ELECTRIC HAND DRILL: Normally used for spinning steel Pop rivets in their holes until you die of old age, but it also works great for drilling rollbar mounting holes in the floor of a sports car just above the brake line that goes to the rear axle.
PLIERS: Used to round off bolt heads.
HACKSAW: One of a family of cutting tools built on the Ouija board principle. It transforms human energy into a crooked, unpredictable motion, and the more you attempt to influence its course, the more dismal your future becomes.
VICE-GRIPS: Used to round off bolt heads. If nothing else is available, they can also be used to transfer intense welding heat to the palm of your hand.
OXYACETYLENE TORCH: Used almost entirely for lighting those stale garage cigarettes you keep hidden in the back of the Whitworth socket drawer (What wife would think to look in there?) because you can never remember to buy lighter fluid for the pack of cheap disposable lighters you bought in Cornmarket.
ZIPPO LIGHTER: See oxyacetelene torch.
WHITWORTH SOCKETS: Once used for working on older British cars and motorcycles, they are now used mainly for hiding six-month old B&H from the sort of person who would throw them away for no good reason.
DRILL PRESS: A tall upright machine useful for suddenly snatching flat metal bar stock out of your hands so that it smacks you in the chest and flings your beer across the room, splattering it against the Snap-On Tool Calender over the bench grinder.

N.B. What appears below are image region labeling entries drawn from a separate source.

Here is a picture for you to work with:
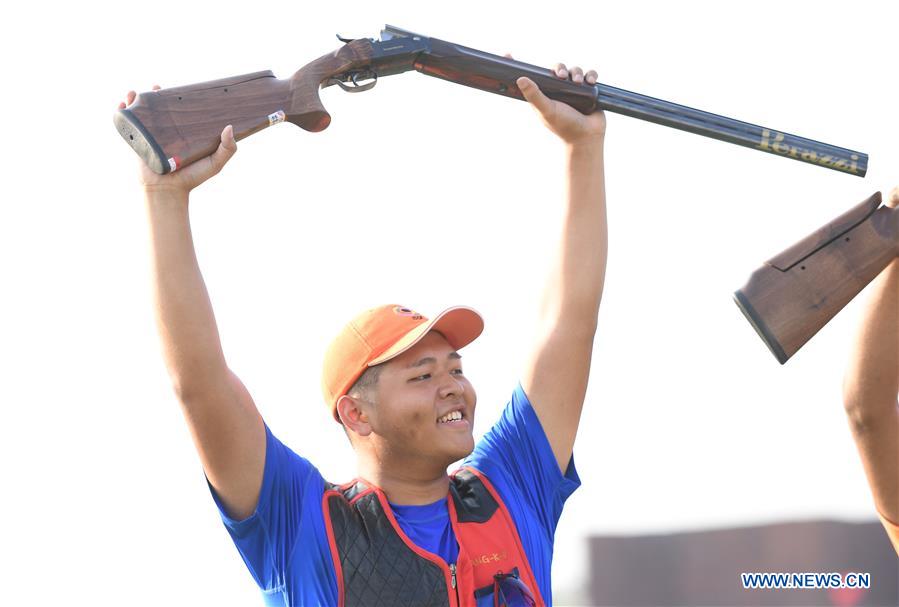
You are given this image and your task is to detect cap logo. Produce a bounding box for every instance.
[393,306,423,320]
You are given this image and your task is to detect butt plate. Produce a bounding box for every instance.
[113,108,170,175]
[734,291,790,364]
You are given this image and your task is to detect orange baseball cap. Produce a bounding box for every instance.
[322,304,484,422]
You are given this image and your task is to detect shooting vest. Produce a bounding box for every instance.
[322,467,544,607]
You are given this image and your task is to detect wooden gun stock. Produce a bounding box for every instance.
[734,192,899,364]
[114,40,371,174]
[115,25,868,177]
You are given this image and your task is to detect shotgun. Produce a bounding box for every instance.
[114,25,868,177]
[734,192,899,364]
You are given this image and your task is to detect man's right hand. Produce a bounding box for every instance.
[119,84,237,194]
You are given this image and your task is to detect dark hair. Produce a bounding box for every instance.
[347,363,384,402]
[340,363,386,445]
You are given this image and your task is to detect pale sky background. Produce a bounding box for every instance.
[0,1,899,605]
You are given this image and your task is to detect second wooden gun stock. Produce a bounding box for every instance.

WIRE WHEEL: Cleans rust off old bolts and then throws them somewhere under the workbench with the speed of light. Also removes fingerprint whorls and hard-earned guitar callouses in about the time it takes you to say, "Bert Weedon."
HYDRAULIC FLOOR JACK: Used for lowering a Capri to the ground after you have installed a set of lowered road springs, trapping the jack handle firmly under the front air dam.
EIGHT-FOOT LONG DOUGLAS FIR 2X4: Used for levering a car upward off a hydraulic jack.
TWEEZERS: A tool for removing wood splinters. · PHONE: Tool for calling your neighbour Chris to see if he has another hydraulic floor jack.
SNAP-ON GASKET SCRAPER: Theoretically useful as a sandwich tool for spreading mayonnaise; used mainly for getting dog-doo off your boot.
E-Z OUT BOLT AND STUD EXTRACTOR: A tool that snaps off in bolt holes and is ten times harder than any known drill bit.
TIMING LIGHT: A stroboscopic instrument for illuminating grease build-up on crankshaft pulleys.
TWO-TON HYDRAULIC ENGINE HOIST: A handy tool for testing the tensile strength of earth leads and hydraulic clutch lines you may have forgotten to disconnect.
CRAFTSMAN 1/2 x 16-INCH SCREWDRIVER: A large engine mount prying tool that inexplicably has an accurately machined screwdriver tip on the end without the handle.
BATTERY ELECTROLYTE TESTER: A handy tool for transferring sulphuric acid from a car battery to the inside of your toolbox after determining that your battery is dead as a doornail, just as you thought.
AVIATION METAL SNIPS: See hacksaw.
TROUBLE LIGHT: The mechanic's own tanning salon. Sometimes called a drop light, it is a good source of vitamin D, "the sunshine vitamin," which is not otherwise found under cars at night. Health benefits aside, its main purpose is to consume 40-watt light bulbs at about the same rate that artillery shells might be used during, say, the first few hours of the Battle of the Somme. More often dark than light, its name is somewhat misleading.
PHILLIPS SCREWDRIVER: Normally used to stab the lids of old-style paper-and-tin oil cans and splash oil on your shirt; can also be used, as the name implies, to round-out Phillips screw heads.
AIR COMPRESSOR: A machine that takes energy produced in a coal-burning power plant 200 miles away and transforms it into compressed air that travels by hose to a Draper impact wrench that grips rusty suspension bolts last tightened 40 years ago by someone in Abingdon, Oxfordshire, and rounds them off.